On Friday, Twin Peaks wanted me to know that all of their bikini-wearing servers will be on their hands and knees, polishing knobs during each shift. Wait, that might have come out wrong. They were cleaning everything, is what I meant to say. The message didn’t make me feel much better. In a standard restaurant, I only have to worry about the servers’ hands being clean. At Twin Peaks, ninety percent of their skin is touching everything. Fortunately, they did the economy-wide switch on Sunday. Turns out they deliver. But again, the food’s not their selling point. Customers aren’t missing the french fries, but rather the French maid outfits. And if the Doordash dude shows up wearing bikini bottoms, those fries aren’t going taste very good.
My county wasn’t on stay at home orders until yesterday morning. Then last night, the governor, who thinks he’s the most wonderful specimen of humanity and way smarter than everybody else, put the entire state on lockdown. A dictatorship is okay, after all, if the dictator is dashingly handsome and, let’s face it, better than you. Silly me, thinking we had freedom of assembly.
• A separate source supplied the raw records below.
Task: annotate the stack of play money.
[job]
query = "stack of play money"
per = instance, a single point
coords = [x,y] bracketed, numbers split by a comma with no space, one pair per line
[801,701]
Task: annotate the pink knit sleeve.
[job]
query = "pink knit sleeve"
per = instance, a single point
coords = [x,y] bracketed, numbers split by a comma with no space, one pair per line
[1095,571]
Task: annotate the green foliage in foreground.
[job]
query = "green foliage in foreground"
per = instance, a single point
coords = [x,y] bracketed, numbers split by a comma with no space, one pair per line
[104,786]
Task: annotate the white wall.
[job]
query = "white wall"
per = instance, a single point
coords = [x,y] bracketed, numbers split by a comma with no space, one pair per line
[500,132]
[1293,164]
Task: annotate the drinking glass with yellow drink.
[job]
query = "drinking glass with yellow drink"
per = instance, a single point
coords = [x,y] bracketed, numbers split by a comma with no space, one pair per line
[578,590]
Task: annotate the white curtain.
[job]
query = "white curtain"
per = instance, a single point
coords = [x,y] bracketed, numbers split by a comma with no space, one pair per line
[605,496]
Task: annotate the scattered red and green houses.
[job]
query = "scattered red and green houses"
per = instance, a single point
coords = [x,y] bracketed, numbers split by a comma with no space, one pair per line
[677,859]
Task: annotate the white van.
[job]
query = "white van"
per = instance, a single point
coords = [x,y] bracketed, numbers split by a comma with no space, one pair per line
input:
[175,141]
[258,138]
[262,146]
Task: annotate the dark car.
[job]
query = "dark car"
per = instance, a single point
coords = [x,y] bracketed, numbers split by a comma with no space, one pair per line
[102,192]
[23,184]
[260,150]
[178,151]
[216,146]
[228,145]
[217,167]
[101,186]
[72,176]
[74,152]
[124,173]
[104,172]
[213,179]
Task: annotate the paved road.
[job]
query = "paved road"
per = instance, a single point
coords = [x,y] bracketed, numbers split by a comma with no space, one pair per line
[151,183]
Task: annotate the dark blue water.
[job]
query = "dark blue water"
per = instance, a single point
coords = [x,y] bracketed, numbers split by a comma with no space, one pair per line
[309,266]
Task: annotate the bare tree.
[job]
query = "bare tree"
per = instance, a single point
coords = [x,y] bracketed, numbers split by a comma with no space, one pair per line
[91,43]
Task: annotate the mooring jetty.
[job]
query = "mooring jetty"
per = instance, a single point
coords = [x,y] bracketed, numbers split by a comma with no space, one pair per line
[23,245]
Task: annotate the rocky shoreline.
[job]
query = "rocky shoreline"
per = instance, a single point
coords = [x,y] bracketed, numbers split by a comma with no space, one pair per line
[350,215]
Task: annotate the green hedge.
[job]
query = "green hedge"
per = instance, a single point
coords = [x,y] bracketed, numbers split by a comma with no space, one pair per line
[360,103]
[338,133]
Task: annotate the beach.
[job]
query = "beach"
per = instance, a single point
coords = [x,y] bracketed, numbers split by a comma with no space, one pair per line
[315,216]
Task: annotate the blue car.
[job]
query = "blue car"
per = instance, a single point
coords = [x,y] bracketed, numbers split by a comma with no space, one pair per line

There seems to be some sort of distinction between “Stay at Home” and “Shelter in Place.” I’m not sure which is which, but the cities and counties have tended to start with one and then go to the other. Maybe one of them is a suggestion and the other is a mandate? I also have no idea which one the state of California is doing. We can still go to get food or medicine. And the good news is that beer is considered food.
I’ve actually taken my growler to my favorite local brewery to be refilled once, and I’m planning to go back. We’re also eating takeout for lunch more often than we need to. Because I’m on salary and I want these places to still be in business if we ever come out the other end of this. What’s the point of the checks that the federal government’s going to send out if there’s noplace left to spend it? Maybe that $1,000 will go to purchasing one roll of toilet paper on eBay.
Can’t wait to see the effect these lockdowns have on things like probable cause. Can a cop pull me over because I’m driving on the freeway? Do I have to make up some “essential” business I’m on my way to? I can’t give him the real answer, which is that that I’ve been stuck teaching academic time to a five-year old and wanted to listen to a grown-up podcast, which I’m way behind on because I don’t have a commute anymore.
We’re also allowed to go out to walk the dog or get exercise. If I don’t have a dog, can the cop arrest me if I don’t seem to be getting my heart into the cardio zone? “Come on, pansy, you call that exercise?”
Scratch that. The cops don’t need to catch you. Sacramento County just came out with an edict to call 311 if we see other people breaking their stay at home orders. Neighbors ratting out their neighbors. Getting more and more Stalin-y by the day.
I’ve got other things to say, but I think I need to flesh out a few thoughts. Better to post it here.
At least the rain isn’t coming back till Monday.